Pierre-Henri Bunel, né en 1952, est un ancien officier militaire français. Il a été officier de service de renseignement.
Après avoir fait l’école militaire de Saint-Cyr, il entre dans l’armée de terre française en 1973. Il obtient le grade de commandant en 1993.
Debat "911Press For Truth" Pierre-Henri Bunel (Toulouse 17-12-07)
Il participe à la guerre du Golfe où il est l’aide de camp de Michel Roquejoffre.
Fin 1998, alors chef du cabinet du représentant militaire français à l’OTAN, il est accusé d’avoir trahi entre juillet et octobre 1998 en fournissant à Bruxelles des documents au colonel Yougoslave Jovan Milanovic, ces documents indiquant les objectifs de l’OTAN lors des futures frappes en Yougoslavie suite à la crise du Kosovo. Il affirme avoir agi sur ordre. Il passe un peu moins d’un an en prison préventive. Le 15 décembre 2001, il est dégradé et condamné par un tribunal militaire à cinq ans de prison dont trois avec sursis et retourne à la prison de la Santé. Il est libéré au printemps 2002.

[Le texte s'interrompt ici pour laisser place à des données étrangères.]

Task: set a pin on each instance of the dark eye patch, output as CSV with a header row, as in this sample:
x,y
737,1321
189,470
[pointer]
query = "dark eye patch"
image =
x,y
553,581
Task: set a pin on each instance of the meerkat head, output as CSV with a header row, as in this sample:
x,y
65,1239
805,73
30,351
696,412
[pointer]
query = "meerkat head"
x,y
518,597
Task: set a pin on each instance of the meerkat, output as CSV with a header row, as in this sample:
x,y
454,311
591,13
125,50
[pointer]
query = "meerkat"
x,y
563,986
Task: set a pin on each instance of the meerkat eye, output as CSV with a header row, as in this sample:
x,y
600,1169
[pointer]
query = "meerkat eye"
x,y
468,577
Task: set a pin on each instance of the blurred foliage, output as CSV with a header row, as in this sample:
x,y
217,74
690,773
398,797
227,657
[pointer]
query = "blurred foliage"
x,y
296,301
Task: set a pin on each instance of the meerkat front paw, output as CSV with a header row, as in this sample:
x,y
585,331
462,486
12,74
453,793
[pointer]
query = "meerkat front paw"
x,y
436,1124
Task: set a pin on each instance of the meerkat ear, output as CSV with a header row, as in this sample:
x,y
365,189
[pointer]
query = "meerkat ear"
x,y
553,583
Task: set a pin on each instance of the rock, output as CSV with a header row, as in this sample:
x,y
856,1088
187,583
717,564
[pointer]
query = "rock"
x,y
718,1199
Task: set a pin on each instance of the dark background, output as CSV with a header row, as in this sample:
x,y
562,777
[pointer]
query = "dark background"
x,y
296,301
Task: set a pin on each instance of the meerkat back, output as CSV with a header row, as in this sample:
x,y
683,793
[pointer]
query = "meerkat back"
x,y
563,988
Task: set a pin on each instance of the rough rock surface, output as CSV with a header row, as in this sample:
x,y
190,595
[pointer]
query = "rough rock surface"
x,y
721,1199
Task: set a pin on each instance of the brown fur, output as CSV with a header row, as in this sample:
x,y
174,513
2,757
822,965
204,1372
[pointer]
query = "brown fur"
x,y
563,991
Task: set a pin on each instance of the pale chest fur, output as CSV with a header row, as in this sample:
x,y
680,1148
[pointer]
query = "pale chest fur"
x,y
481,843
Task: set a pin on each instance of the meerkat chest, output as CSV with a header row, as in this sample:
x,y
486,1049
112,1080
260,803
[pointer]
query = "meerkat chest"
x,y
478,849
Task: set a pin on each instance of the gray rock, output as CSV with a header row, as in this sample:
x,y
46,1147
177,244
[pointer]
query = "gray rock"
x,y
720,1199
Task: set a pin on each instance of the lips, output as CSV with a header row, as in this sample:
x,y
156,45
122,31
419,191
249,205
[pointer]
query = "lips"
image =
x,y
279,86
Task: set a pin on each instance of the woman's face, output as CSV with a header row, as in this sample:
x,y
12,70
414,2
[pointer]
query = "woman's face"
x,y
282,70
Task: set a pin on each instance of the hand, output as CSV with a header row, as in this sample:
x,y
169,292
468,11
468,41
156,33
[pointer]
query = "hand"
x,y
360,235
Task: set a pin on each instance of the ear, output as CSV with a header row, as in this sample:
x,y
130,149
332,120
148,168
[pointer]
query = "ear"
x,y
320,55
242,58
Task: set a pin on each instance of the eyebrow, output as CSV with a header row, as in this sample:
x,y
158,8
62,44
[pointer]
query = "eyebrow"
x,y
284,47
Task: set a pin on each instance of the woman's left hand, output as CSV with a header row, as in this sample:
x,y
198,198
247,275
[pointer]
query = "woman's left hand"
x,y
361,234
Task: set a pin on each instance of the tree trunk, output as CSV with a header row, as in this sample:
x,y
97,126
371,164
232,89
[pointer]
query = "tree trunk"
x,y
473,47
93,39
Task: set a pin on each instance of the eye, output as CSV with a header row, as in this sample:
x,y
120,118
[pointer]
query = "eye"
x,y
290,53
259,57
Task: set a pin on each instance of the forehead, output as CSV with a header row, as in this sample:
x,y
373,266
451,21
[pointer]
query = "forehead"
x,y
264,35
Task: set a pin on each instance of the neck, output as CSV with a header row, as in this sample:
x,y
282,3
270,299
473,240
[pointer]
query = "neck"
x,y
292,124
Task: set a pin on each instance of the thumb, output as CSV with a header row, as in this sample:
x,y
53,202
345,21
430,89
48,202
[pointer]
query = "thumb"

Il participe en 2002 au livre de Thierry Meyssan, Le Pentagate, dans lequel il rédige le chapitre 4 intitulé « L’effet d’une charge creuse »[1] à propos de la controverse sur ce qui est arrivé au Pentagone lors des Attentats du 11 septembre 2001. Il est l’auteur des traductions françaises des livres de David Ray Griffin parus aux éditions Demi-Lune.
* Crimes de guerre à l’OTAN, Éditions n°1, 2000 ; complété et réédité chez Carnot, en 2001. * Mes services secrets : Souvenirs d’un agent de l’ombre, Flammarion, 2001. * Menaces islamistes, Carnot, 2001. * Proche-Orient : Une guerre mondiale, Carnot, 2004. * Le Cederom Montsegur Roman cryptographique, éditions ACE, 2004.
En perspective avec l’affaire Dasquié :
Mercredi (5 Décembre 2007) dernier, six policiers de la DST débarquent au domicile de Guillaume Dasquié et pendant cinq heures, perquisitionnent, saisissent ses documents et son ordinateur. Il est alors placé en garde à vue à la DST, où le journaliste est passé à la moulinette pendant une trentaine d’heures, avant de se voir proposer un chantage hors procédure : balancer au moins une de ses sources ou partir en détention provisoire... (source : Rue89.com)
Les « raisons » d’un tel acharnement : un article intéressant publié dans Le Monde du 16 avril 2007 et étayé par un rapport de la DGSE, que Dasquié s’est procuré, établissant que les services secrets français étaient informés d’un possible projet de détournement d’avions, et ont alerté leurs homologues américains dès janvier 2001. Ces éléments remettent sérieusement en cause la thèse officielle selon laquelle l’Administration Bush et ses services de renseignement ne savaient rien de ce qui se préparait. Cette double page ne créa pas le scandale attendu, ni aux Etats-Unis ni ailleurs dans le monde, puisque quelques heures plus tard tous les médias se sont focalisés sur la fusillade à l’université Georgia Tech. En fait, ces informations d’une extrême importance planétaire par ses enjeux sont passées quasiment inaperçues, totalement occultées par un fait divers.
Cette affaire est brûlante aussi bien sur la forme (remise en cause de la protection des sources et donc du métier de journaliste d’investigation) que sur le fond.
En effet il s’agit d’une preuve de plus qui contredit le rapport de la Commission d’enquête sur le 11 Septembre et qui devrait amener les journalistes à se poser des questions et à rejoindre les familles des victimes, les nombreux experts et personnalités qui remettent en question la version officielle et ReOpen911.info dans notre quête de vérité.